Rien néanmoins ne prouve que tous les khlysty aient divinisé la génération et sanctifié la volupté. Loin de là, on ne saurait croire que toutes leurs communautés s’abandonnent « au péché en tas » [svalnyi grekh). Pour la plupart, ce qui a donné lieu à cette accusation, c’est, semble-t-il, qu’après leur radénié, qui dure parfois des nuits, frères et sœurs, épuisés par leurs danses ou leurs flagellations, se couchent et dorment ensemble. Cette habitude a dû être mal interprétée; elle prêtait du reste à des abus qui ont pu dénaturer le caractère de ces nocturnes assemblées, d’autant que la fustigation avec « de saintes orties, » comme disent les khlysty, n’a pas été seulement employée pour dompter la chair et provoquer l’extase. De ce que les accusations adressées aux flagellans paraissent le plus souvent peu méritées, il ne suit point qu’elles ne l’aient jamais été. La dévotion, on pourrait dire l’adoration d’un khlyst pour ses christs et ses prophètes est telle, qu’il se croit obligé d’obéir à toutes leurs paroles, comme à des inspirations de l’Esprit, alors même que leurs commandemens sembleraient contraires à la morale vulgaire. Chez quelques communautés de khlysty de même que chez les errans, l’ascétisme théorique a pu faire place à une sorte de religieuse luxure. Dans leur dédain du corps, qu’avec leurs notions manichéennes ils regardent souvent comme une création de Satan, certains de ces grossiers mystiques ont pu se persuader que l’âme, faite par Dieu et à son image, ne saurait être souillée par les souillures du corps. Pour d’autres, le péché de la chair a pu être un moyen de dompter l’orgueil de l’esprit, car il est plusieurs sentiers pour mener du mysticisme à des maximes ou à des rites impurs. Aussi ne saurait-on s’étonner si, dans les secrètes assemblées des khlysty du peuple ou du monde, les chastes noms de charité et de dilection chrétiennes ont parfois couvert d’indécentes pratiques.

Les « embrassemens fraternels et les baisers angéliques » ont pu çà et là prendre place dans le rituel. La communion des sexes a pu compléter la communion des âmes, et l’holocauste de la chair achever le sacrifice spirituel. Selon les dépositions recueillies par le saint-synode au XVIIIe siècle, certaines communautés de khlysty avaient pour coutume de clore les rondes sacrées par un souper en commun ; et ces agapes terminées, les frères et les sœurs s’abandonnaient librement aux délices de « l’amour en Christ. » De semblables pratiques ont été imputées aux khlysty civilisés du palais Michel et aux staritses ou bélitses (religieuses ou novices) des couvens Ivanovsky et Dévitchy, aussi bien qu’aux rustiques adorateurs d’Ivan Souslof, le premier christ des khlysty.

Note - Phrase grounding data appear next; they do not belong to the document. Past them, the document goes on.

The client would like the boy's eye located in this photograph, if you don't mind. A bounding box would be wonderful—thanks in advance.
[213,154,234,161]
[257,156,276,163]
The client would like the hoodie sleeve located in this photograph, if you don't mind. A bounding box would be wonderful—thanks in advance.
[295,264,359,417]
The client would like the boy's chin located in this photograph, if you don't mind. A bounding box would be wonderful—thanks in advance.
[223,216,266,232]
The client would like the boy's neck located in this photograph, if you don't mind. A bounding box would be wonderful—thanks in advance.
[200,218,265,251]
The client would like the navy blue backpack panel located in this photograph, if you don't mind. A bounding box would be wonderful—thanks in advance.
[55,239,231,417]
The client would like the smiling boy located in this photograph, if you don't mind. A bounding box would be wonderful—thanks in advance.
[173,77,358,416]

L’homme, et encore plus la femme, est un être d’une complexité étrange et, comme dit Pascal, qui fait l’ange fait la bête. Aux natures primitives, aux sens novices, les mystères inconnus de la volupté peuvent inspirer une sorte de terreur religieuse et comme un fascinant vertige. Il est des vierges qui s’y livrent avec d’autant plus de frénésie qu’elles les redoutaient davantage. L’attrait du sexe exerce sur certains tempéramens une obsession dont ils ne se délivrent qu’en y cédant; tandis que, par une sorte de perversion intellectuelle, des natures raffinées ou blasées prennent plaisir à mêler l’érotisme au mysticisme, se délectant à aiguiser et à rehausser l’un par l’autre le délire des sens et l’ivresse du surnaturel. Chez quelques illuminés, la débauche en commun a même pu être employée comme un procédé ascétique, un moyen d’abattre le corps en le rassasiant ; la volupté a pu servir au même but que la mortification, et, elle aussi, devenir le prélude de l’inspiration ou de l’extase.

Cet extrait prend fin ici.